I wrote this about 4 months ago. I plan to get new aesthetic experiences once all my other holiday trips are experienced.

The exhibit of the City of Brea Gallery at the time of my visit was themed on contemporary plein-air paintings. Which means that all works found in the exhibit were painted in the open air, or outdoors, by artists who are still alive. Both of these qualities about the exhibit made it a special opportunity for me.

First understand. Two weeks previously, I had gone through the Irvine Museum exhibit. They specialize in California art that came out of the Impressionist Period (1890-1930). Now, "en plein-air" is very important to impressionists. It goes together well with the concept of impressionism. Do you understand now why the City of Brea Gallery presented a special opportunity for me?

Since the exhibit theme there is contemporary plein-air paintings, that meant many of the artwork on display would be in the impressionism style by artists of this time period. I had the opportunity to compare impressionism art of our time with those of a century ago.

Art changes in tune with the human condition. Art from one era is distinct from art of another era beyond the simple differences between artists. I wanted to see of I couldn't catch whiff of that difference.

Just to be clear, en plein-air does not equate to impressionism. So, the City of Brea Gallery will have art that isn't impressionism art. I have no hope of being able to meaningfully contrast the essence of art that is both of different eras and styles. So, I concentrated my attention on impressionism.

All the art of the first section of the exhibit I recognized for impressionism. Immediately obvious is that the paintings are on average much smaller than what I've seen in Irvine. I took a closer look. Is there something more? I could tell, yes, something about this art on some base level is different from those on Irvine. Hard for me to say what, exactly.

I move on through the exhibit. I examine one group of paintings by a particular artist. The whole range of them are even smaller than what I've just gone through. There's something about these, though. I get a very distinct impression from them. It's like I'm looking at the scenery the artist painted through the viewfinder of a camera.

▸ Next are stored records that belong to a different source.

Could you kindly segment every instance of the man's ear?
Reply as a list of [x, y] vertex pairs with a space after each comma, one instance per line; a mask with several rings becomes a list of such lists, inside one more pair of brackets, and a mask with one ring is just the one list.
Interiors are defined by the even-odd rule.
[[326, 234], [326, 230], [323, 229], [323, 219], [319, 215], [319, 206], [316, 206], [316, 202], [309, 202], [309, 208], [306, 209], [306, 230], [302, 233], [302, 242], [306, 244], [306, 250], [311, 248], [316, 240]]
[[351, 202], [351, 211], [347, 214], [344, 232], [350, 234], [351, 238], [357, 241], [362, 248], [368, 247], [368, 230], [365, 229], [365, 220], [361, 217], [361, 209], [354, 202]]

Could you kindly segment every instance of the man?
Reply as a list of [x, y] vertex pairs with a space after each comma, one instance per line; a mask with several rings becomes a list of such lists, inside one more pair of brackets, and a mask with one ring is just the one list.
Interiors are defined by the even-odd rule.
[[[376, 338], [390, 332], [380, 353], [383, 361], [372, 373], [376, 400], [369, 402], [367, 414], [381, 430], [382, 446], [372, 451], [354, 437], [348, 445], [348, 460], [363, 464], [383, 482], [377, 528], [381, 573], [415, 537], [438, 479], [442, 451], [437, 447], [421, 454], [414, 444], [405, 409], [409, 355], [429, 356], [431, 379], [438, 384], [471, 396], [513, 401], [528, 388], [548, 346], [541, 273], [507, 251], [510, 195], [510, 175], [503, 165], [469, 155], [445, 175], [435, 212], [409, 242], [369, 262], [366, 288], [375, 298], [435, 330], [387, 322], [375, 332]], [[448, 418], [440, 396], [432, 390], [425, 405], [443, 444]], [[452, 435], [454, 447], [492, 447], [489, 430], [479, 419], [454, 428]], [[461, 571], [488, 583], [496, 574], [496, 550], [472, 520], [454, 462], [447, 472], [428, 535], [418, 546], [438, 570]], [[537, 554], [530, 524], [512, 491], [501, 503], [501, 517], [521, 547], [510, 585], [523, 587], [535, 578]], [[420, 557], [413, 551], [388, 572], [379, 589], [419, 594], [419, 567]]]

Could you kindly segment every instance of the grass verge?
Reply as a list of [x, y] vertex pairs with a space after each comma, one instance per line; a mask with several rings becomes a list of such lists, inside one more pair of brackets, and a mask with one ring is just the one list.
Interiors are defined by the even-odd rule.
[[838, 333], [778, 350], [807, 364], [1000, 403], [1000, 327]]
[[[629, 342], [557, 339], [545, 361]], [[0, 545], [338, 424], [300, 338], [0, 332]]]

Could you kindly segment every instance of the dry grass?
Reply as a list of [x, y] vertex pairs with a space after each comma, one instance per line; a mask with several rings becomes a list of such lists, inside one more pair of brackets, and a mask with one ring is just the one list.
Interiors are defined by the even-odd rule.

The scenery is cut off at the sides. All of what it "is" isn't encapsulated within the painting. It goes on, off the canvas. Just what the artist decided to take a "picture" of is seen.

Could I be on to something here? I take a look back on what I've already seen. Could I say the same thing for those paintings? Not... exactly. Rather than a distinct feeling of an incomplete view of the scenery, it's more like the artists spied something "nice" and took a picture of it. Only in their case their camera is their easel and paints.

That felt right. But, does it feel true? I toured the rest of the exhibit with these thoughts in mind. Does it feel like the artist is simply sight-seeing? Can I honestly say here that it seems like the artist took a "picture" of what he saw? What was it that I saw in Irvine? What am I looking at here, exactly? Can I identify something central about these paintings?

Exhausting work. By an hour and 10 minutes, I needed a break. By an hour and a half, my brother has already toured through the entire exhibit multiple times and was now shadowing me. By two hours, I've completed my first circuit around the exhibit, urged forward by my brother.

I wasn't done yet. I didn't yet find what I was looking for. I wasn't even sure if what little I had was truly of what the works of art are. But, oh boy was my brother done. What can I do? He's the one driving me around to these places. We left.

If it was within my capabilities, I would once again visit the Irvine Museum. Straight after, I would examine the pieces in the City of Brea Gallery. I would then stay longer than two hours. It's not within my capabilities, though. I'll just have to make due with what I can get, and wonder. Wonder if the progress I'm making at understanding art really is progress. Or am I just making my own narrative here?